Peplowski sees the readiness aspect as one that is a good gauge of who senior advisors can work with. Even if neither the advisor nor the prospect considers himself a senior, the indication he’s ready to retire in four or five or six years is likely more important than age.
“In my practice, we’re dealing with pre-retirees or retirees,” Peplowski says. “Age-wise, I’m looking at 55 and up as what I call a senior. But it’s because they’re ready to retire [not because I consider 55 old].”
That state of readiness is something advisors need to keep in mind as they search for new clients. A 52-year-old who has quite a large nest egg set aside in mutual funds and IRAs may want to lock up some of his retirement assets in a fixed annuity or an indexed annuity that can grow for a couple of decades before he needs to touch it. And the best place to seek out those kinds of clients is through current clients who have adult children coming to the end of a career. Peplowski says that is how he acquires most of his younger clients – through their parents.
Another way to define senior beyond age is through traits that are acquired via the aging process.
“The term senior is better defined by the characteristics one exhibits than by age,” says Dan Danbom, the director of communications for the Society of Certified Senior Advisors in Denver.
Danbom says the Society tends to think of senior as 65 because that is the gerontological view, but SCSA teaches advisors to take into account clients’ health, financial needs and social needs. Those are the characteristics that can determine senior status, no matter one’s age. On the health front, the things that affect seniors are loss of eyesight and hearing, driving restrictions, chronic conditions and much more. Financially, seniors are more sensitive to their financial futures and are concerned about outliving their assets. Socially, they want to be able to see friends regularly.
Modern medicine may be able to put off some of the effects of aging until later in life, but with that extended life span comes increased anxiety over outliving assets, so advisors are dealing with a Catch-22: people are staying healthy and living longer, but they’re trying to do it without enough money in many cases.

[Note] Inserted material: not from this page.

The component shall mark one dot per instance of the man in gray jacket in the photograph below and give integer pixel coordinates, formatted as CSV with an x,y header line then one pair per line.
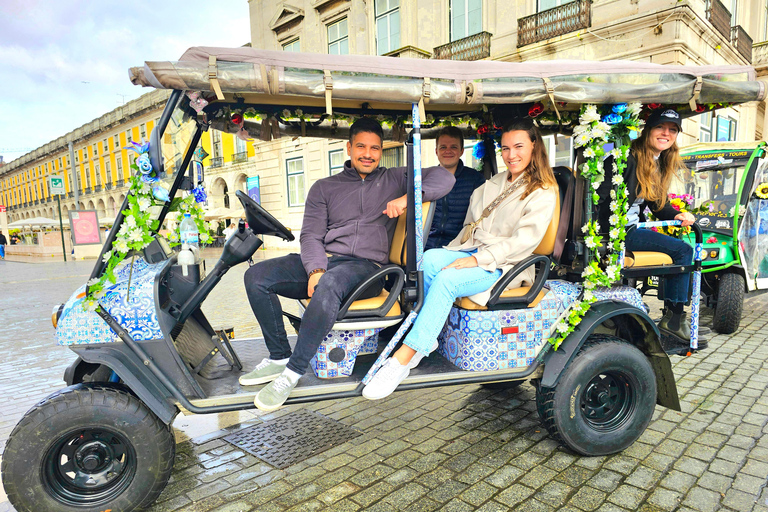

“It’s a hard concept to get your mind around,” Danbom says. “Financial advisors need to learn about their audience and what is important on their terms. What about getting older is important? They should want to understand more about seniors if they are going to market to them.”

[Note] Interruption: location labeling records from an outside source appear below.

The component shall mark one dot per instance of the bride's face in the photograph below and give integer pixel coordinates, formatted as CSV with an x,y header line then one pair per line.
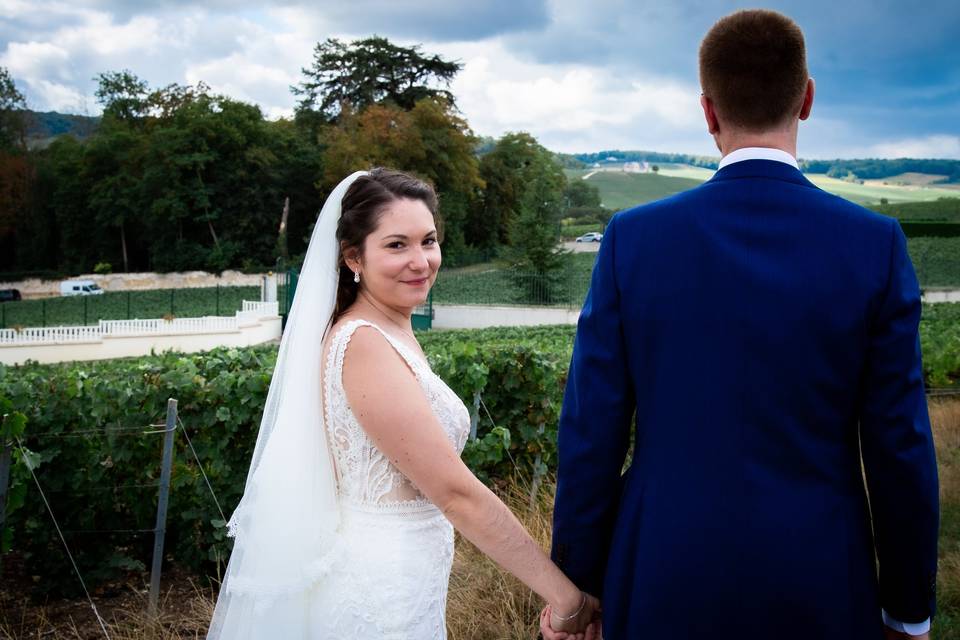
x,y
401,256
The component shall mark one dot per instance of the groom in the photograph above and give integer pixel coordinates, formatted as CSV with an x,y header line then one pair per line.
x,y
753,342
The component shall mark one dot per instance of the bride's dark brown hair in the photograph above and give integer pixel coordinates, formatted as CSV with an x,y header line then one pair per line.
x,y
360,211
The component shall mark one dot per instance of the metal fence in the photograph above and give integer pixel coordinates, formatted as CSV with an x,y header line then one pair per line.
x,y
505,287
126,305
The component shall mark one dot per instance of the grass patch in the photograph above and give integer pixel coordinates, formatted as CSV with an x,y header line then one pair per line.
x,y
936,260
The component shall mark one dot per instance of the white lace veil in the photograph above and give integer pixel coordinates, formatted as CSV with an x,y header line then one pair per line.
x,y
285,527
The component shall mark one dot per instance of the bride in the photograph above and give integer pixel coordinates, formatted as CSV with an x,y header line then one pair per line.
x,y
345,528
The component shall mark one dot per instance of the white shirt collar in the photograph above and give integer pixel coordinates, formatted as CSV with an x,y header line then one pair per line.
x,y
758,153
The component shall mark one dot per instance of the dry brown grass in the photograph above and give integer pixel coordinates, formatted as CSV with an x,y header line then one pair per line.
x,y
945,419
486,603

Finding a definition for “senior” may be as difficult as finding the definition of pornography was for Supreme Court Justice Potter Stewart. He famously said, “I’ll know it when I see it.” That may be the case for many financial advisors, too. They’ll know a senior when they see one, either through the person’s attitude about retirement planning or because of the specific product or service the person is looking for.
Someone looking for the safety and security of a fixed annuity won’t go to a fee-only securities broker. He’ll look for a senior specialist, someone who understands the importance of safety. And the senior specialist is looking for someone who needs the safety of fixed income products, whether that person is 50, 55 or 80.
The important aspect of any definition of senior, at least for senior advisors, is that it includes something about retirement. People need to be in retirement or close to it. As boomers near the magic time of retirement, senior advisors can help them, even if – in the words of Dan Danbom – “they’ll be dragged to accept the [senior] label kicking and screaming.”
So don’t fret. Whether professionals specialize in annuities or long term care insurance, or they offer the full spectrum of services, people of a certain age will always need what senior advisors offer, whether they call themselves seniors or not – and whether or not, by definition, they have pensions and Social Security to rely on.